I've recently started listening to comedian Jarlath Regan's podcast An Irishman Abroad. The hook is pretty self explanatory. Irish people, or second generation Irish people talk about moving abroad to work. The series started off as comedians and comedy writers, but quickly came to take in footballers, playwrights, boxers and others who moved from Ireland to earn their living in England or other countries. Regan also writes about the people he interviews in the Irish Post. This is his interview with Father Ted writer Arthur Mathews.

Like most of the fee-paying private schools in Dublin, an obsession with rugby was foisted upon the students. To some extent this was what would give birth to his feelings that all establishments were silly by their existence.

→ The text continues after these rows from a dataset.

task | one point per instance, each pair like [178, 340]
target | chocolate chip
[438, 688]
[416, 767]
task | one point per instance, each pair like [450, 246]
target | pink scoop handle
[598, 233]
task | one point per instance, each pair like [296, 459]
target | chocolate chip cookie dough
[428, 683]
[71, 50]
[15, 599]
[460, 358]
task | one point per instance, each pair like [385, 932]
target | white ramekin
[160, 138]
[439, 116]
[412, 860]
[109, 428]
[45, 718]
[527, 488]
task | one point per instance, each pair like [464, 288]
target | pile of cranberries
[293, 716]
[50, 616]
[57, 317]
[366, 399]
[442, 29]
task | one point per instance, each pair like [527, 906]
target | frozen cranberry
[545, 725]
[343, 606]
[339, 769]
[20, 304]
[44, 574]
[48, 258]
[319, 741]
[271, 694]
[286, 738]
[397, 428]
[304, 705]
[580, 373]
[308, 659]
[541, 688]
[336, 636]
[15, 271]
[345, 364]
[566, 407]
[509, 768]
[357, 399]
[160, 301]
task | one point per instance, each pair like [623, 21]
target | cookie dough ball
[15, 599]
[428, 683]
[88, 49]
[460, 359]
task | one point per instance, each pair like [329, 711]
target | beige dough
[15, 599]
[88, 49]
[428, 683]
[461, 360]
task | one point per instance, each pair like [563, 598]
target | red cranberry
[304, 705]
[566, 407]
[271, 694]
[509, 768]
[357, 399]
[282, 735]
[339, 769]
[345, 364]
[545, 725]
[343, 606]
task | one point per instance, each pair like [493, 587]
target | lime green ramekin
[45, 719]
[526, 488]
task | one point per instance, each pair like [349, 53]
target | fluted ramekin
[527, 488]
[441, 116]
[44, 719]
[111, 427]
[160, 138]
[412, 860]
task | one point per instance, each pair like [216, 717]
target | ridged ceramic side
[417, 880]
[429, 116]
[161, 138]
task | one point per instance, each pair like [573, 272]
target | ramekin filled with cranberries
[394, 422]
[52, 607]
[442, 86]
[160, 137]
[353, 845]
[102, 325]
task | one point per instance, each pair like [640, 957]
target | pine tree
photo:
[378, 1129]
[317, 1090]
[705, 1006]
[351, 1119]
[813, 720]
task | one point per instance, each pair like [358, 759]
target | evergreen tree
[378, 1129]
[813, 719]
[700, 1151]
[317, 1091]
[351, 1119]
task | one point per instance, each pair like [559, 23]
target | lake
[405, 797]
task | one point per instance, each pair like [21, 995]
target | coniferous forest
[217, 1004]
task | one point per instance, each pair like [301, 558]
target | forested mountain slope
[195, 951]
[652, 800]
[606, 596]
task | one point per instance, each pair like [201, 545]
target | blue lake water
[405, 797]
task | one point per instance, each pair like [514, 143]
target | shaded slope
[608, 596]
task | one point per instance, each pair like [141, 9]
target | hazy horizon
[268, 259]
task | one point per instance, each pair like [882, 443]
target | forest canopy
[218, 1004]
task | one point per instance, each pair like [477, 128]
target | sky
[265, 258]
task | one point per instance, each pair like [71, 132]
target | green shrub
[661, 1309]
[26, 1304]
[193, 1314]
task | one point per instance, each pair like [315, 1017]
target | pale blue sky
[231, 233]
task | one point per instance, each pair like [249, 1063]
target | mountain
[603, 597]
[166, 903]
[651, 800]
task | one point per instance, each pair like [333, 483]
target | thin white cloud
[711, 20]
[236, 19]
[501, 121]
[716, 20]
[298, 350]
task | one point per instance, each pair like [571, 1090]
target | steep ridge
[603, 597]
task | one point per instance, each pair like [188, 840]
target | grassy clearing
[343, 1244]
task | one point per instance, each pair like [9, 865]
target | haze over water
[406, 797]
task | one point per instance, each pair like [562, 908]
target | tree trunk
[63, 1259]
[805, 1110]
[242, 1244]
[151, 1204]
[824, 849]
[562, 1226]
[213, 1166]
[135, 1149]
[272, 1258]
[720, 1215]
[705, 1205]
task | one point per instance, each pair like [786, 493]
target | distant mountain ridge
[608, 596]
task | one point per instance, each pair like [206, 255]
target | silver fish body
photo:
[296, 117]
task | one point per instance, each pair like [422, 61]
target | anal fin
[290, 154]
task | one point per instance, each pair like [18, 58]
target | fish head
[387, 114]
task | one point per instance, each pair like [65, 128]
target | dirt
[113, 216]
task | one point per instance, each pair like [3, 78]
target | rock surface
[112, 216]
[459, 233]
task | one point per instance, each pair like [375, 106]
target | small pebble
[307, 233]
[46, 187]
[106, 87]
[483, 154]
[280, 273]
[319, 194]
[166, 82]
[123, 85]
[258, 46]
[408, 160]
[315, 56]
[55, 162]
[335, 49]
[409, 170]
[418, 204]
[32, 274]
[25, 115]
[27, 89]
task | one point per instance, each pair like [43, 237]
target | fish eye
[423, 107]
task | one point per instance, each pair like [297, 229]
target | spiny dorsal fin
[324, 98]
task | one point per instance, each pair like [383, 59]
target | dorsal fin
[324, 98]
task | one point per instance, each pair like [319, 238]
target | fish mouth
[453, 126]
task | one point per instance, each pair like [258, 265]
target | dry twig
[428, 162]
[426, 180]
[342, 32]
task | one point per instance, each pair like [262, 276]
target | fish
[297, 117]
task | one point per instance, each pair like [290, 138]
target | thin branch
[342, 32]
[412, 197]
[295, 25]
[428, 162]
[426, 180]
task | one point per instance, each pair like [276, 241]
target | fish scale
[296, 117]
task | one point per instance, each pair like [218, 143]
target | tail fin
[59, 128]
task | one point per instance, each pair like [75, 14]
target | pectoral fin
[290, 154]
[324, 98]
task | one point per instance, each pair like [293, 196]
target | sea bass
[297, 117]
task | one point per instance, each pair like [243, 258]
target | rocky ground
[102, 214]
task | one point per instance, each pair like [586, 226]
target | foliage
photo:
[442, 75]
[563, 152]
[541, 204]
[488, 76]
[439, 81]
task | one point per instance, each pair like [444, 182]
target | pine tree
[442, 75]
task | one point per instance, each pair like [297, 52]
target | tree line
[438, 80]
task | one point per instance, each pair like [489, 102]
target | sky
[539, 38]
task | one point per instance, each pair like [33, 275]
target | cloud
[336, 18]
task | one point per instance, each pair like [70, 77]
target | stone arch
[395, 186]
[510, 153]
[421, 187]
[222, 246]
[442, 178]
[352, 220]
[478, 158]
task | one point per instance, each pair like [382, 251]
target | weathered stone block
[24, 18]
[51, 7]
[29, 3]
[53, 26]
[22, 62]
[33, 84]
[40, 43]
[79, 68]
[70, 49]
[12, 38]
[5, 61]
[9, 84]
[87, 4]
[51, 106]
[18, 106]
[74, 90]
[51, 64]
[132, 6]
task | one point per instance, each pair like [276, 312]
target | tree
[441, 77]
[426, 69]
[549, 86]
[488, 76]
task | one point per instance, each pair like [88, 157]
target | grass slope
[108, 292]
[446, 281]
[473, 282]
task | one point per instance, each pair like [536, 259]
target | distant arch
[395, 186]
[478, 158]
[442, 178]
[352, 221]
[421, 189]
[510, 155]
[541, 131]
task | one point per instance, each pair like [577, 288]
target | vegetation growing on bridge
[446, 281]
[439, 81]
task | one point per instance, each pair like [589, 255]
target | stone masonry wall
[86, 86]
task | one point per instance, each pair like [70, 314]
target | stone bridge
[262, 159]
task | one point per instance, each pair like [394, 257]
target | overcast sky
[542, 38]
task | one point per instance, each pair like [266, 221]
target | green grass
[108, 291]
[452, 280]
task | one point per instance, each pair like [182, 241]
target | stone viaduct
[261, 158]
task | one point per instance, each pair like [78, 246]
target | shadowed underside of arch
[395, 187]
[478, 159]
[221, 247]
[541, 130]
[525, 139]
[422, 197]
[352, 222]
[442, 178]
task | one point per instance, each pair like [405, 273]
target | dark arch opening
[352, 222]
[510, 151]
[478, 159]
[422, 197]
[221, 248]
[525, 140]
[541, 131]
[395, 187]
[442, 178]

The strangeness of never-ending group rehearsals of songs to sing on the terrace — instead of actual classes — wasn’t lost on him. “Even when I was 12 or 13 I thought that this was an absurd scenario.”

His version of events is that it wasn’t until he met Graham Linehan some 10 years later at Hot Press magazine that his creative life really took off.

“I wasted a lot of years during the 1980s” — taking courses in screen printing, mural painting and anything that was going. “People had no jobs so everyone did courses or they did nothing.” Yet when you scratch the surface at all the truth of his achievements even, during this bleak period in Ireland’s history, they are significant.